Stellungnahme des Bundesrates
Le Conseil fédéral est préoccupé par les événements qui se déroulent autour des monastères dans les régions tibétaines de la province du Sichuan, en Chine. La Suisse prête une attention toute particulière au respect des libertés fondamentales au Tibet et discute régulièrement cette problématique avec les autorités chinoises, notamment dans le cadre du dialogue bilatéral sur les droits de l'homme, dans lequel les droits des minorités et la liberté de religion constituent un domaine thématique prioritaire.
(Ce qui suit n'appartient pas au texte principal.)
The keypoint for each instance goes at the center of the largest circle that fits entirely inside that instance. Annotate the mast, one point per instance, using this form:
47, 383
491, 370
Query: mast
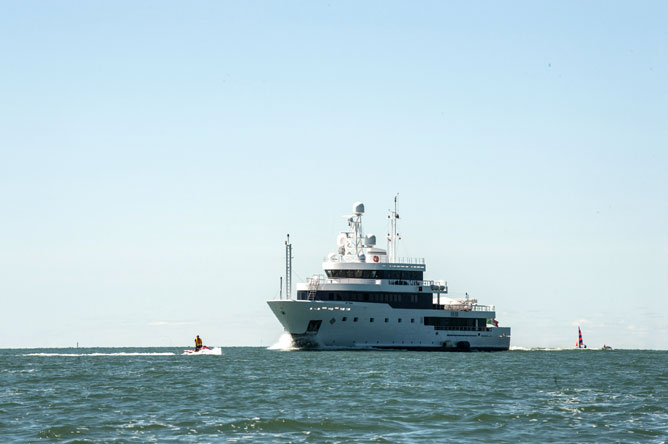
288, 268
392, 235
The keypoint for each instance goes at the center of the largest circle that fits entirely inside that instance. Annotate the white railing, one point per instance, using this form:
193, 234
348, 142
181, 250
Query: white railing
466, 307
411, 260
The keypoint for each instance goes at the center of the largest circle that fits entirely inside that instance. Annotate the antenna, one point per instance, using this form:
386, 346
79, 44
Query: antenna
392, 236
288, 267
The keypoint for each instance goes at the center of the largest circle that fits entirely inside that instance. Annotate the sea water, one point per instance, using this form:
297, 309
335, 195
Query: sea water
260, 395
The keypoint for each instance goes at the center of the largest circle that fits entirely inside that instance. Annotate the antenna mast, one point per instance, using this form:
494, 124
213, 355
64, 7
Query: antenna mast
392, 237
288, 267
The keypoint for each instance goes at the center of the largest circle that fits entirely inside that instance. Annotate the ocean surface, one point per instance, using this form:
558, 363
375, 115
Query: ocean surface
259, 395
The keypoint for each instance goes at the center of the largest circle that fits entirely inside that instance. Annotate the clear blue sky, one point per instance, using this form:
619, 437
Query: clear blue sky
155, 154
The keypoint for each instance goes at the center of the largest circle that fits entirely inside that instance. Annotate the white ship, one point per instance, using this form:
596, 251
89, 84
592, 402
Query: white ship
369, 299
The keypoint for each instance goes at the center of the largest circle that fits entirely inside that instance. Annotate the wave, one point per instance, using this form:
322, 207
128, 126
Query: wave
103, 354
517, 348
284, 343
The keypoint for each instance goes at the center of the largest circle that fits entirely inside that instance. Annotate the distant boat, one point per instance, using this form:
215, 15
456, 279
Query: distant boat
580, 344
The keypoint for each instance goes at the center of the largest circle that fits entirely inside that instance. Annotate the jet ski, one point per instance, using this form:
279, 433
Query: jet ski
192, 350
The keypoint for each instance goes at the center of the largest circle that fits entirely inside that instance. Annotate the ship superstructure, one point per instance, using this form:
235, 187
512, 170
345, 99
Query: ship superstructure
369, 298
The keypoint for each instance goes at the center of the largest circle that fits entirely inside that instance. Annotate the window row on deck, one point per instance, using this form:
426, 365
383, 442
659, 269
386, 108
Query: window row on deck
395, 300
375, 274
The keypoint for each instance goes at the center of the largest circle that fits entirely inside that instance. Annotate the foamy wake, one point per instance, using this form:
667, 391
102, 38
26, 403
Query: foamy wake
103, 354
214, 351
284, 343
515, 348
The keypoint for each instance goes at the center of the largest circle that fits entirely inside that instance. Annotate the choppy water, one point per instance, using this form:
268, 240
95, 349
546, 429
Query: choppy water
259, 395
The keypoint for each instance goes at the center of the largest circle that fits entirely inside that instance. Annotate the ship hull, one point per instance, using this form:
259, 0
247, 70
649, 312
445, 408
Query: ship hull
356, 325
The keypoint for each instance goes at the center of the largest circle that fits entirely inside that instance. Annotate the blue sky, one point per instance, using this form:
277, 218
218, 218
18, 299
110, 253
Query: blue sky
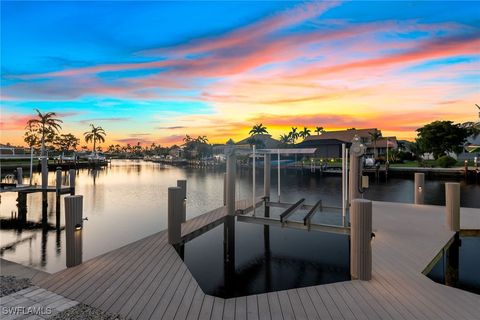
216, 68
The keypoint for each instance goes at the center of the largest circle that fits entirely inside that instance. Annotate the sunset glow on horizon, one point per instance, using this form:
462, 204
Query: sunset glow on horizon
156, 71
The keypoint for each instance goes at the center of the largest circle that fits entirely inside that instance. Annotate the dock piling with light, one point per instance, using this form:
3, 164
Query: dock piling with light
19, 175
175, 211
182, 184
419, 187
452, 205
71, 176
73, 229
267, 160
360, 239
231, 177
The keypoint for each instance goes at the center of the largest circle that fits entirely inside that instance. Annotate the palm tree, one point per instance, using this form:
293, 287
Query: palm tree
293, 135
304, 133
67, 141
202, 139
319, 130
258, 129
375, 136
285, 138
46, 124
96, 134
187, 138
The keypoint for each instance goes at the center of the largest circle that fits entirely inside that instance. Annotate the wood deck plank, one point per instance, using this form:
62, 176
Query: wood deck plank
207, 307
229, 309
274, 303
252, 307
263, 307
241, 308
217, 312
297, 306
196, 306
187, 301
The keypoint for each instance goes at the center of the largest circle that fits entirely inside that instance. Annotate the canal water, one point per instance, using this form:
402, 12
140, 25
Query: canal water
127, 201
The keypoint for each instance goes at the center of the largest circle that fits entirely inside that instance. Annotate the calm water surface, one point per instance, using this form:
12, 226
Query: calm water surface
127, 201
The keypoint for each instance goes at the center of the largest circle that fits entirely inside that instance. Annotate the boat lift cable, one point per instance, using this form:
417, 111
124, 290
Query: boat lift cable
284, 216
308, 217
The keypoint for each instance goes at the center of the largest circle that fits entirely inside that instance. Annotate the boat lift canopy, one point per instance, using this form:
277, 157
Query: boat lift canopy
288, 151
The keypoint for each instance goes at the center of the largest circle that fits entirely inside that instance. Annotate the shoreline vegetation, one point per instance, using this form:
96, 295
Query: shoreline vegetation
436, 146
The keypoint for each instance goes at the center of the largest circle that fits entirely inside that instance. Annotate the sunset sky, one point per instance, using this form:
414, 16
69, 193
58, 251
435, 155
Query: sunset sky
155, 71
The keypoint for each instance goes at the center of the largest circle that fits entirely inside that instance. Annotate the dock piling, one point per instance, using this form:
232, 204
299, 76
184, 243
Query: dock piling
19, 175
182, 184
44, 166
452, 205
58, 180
419, 187
73, 229
267, 160
357, 150
225, 189
175, 201
71, 176
360, 239
231, 177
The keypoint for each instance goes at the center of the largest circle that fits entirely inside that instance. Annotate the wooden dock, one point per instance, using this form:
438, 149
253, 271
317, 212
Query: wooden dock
32, 189
148, 280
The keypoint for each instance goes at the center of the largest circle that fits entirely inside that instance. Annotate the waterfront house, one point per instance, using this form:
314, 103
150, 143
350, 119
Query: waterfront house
329, 143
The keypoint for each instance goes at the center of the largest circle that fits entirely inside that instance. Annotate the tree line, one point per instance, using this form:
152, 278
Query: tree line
44, 132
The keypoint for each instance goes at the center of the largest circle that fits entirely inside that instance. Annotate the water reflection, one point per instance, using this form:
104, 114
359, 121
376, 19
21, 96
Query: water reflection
458, 267
127, 201
288, 259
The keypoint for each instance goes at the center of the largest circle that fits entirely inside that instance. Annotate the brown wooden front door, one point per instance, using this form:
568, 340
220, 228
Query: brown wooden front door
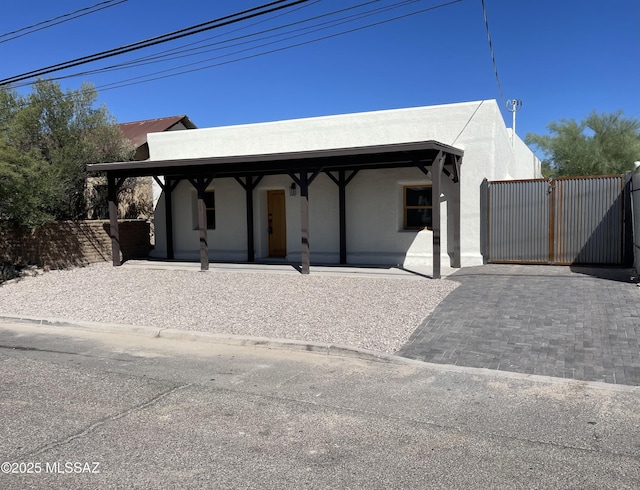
277, 224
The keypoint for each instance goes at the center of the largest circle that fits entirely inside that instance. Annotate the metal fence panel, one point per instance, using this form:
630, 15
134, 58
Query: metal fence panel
518, 221
562, 221
589, 226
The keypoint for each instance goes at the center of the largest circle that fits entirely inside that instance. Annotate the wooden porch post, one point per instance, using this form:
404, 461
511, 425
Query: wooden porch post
202, 224
342, 187
114, 231
436, 175
251, 254
457, 261
304, 222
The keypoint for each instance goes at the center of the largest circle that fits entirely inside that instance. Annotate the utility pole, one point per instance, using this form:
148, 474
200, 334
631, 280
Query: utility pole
513, 106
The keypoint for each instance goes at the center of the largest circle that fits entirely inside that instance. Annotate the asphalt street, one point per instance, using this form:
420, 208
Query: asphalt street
88, 409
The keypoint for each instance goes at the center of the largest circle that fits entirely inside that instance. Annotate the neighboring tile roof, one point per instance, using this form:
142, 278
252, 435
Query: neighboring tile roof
137, 131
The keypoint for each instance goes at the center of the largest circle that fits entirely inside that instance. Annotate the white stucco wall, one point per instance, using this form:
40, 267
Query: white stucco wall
373, 199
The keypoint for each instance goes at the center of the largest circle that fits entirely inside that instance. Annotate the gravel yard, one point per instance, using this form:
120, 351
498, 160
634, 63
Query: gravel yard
372, 313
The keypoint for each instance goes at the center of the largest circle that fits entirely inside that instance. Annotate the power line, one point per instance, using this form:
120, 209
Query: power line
178, 53
189, 31
60, 19
493, 58
130, 81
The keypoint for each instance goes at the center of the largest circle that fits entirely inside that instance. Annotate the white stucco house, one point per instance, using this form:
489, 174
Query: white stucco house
353, 188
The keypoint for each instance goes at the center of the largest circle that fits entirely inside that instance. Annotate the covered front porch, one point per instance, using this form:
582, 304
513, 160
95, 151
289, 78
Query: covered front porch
435, 160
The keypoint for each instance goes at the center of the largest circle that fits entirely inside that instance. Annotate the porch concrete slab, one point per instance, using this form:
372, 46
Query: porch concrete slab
569, 322
281, 267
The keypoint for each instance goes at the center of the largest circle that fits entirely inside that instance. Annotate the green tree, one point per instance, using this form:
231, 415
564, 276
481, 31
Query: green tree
25, 187
601, 144
57, 133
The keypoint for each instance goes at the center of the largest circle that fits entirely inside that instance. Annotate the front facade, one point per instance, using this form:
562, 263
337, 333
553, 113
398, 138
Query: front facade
355, 188
387, 210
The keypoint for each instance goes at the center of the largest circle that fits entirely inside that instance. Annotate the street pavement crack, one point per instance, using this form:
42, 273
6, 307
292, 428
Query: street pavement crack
96, 425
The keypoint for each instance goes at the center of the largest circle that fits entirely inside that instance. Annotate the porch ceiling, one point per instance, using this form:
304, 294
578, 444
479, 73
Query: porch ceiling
353, 158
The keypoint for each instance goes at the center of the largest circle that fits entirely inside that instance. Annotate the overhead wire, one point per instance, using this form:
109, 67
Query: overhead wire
46, 24
130, 81
165, 56
493, 58
149, 77
205, 26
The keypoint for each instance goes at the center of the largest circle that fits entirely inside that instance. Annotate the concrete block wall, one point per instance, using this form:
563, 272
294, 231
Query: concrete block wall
64, 244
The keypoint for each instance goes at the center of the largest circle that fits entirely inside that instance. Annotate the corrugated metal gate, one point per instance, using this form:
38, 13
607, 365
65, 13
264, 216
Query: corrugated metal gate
576, 220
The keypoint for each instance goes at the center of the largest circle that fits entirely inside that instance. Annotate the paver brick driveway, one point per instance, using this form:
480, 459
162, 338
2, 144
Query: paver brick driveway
572, 322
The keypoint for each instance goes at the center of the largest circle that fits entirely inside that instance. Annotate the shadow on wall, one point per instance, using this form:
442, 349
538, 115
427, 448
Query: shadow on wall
65, 244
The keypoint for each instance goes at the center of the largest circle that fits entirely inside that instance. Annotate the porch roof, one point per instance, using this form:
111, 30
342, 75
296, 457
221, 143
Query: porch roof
421, 153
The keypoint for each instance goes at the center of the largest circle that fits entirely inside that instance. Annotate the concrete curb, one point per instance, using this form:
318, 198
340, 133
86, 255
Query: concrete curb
238, 340
336, 350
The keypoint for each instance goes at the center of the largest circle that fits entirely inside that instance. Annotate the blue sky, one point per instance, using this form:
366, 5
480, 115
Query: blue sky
562, 58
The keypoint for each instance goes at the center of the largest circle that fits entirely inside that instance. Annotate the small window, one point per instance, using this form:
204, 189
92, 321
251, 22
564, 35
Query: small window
210, 204
418, 207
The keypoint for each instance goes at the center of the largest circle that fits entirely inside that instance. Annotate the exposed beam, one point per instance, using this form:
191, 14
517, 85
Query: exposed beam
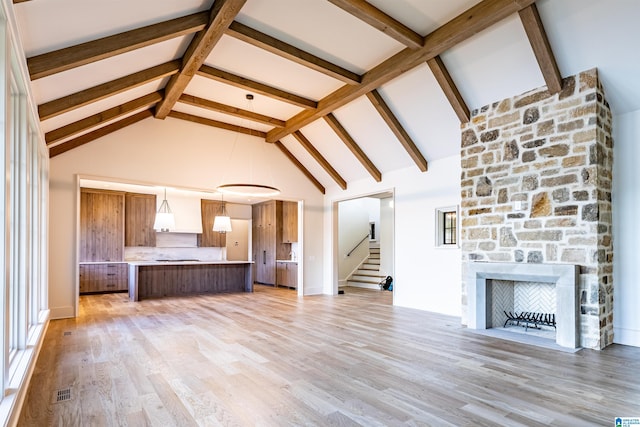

Les droits de l'homme sont abordés aussi dans le cadre de rencontres bilatérales à haut niveau, ainsi que dans les enceintes multilatérales. Par exemple, lors de l'examen périodique universel de la Chine au Conseil des droits de l'homme il y a deux ans, la Suisse a explicitement fait part de sa préoccupation quant à la question du droit des minorités, notamment au Tibet. Le Département fédéral des affaires étrangères, aussi par le biais de notre ambassade à Pékin, continue à suivre la situation de très près. L'ambassadeur de Suisse à Pékin a visité la province du Tibet en 2011 dans le cadre de ses voyages de service réguliers. Le sujet des auto-immolations de moines et nonnes dans les régions à population tibétaine du Sichuan a déjà été abordé avec les autorités chinoises. En outre, l'ambassade de Suisse en Chine a formellement exprimé le souhait d'une rencontre avec les autorités provinciales du Sichuan et d'une visite sur place pour mieux connaître la situation. Un suivi sera assuré. Les développements actuels retiennent donc l'attention du Conseil fédéral.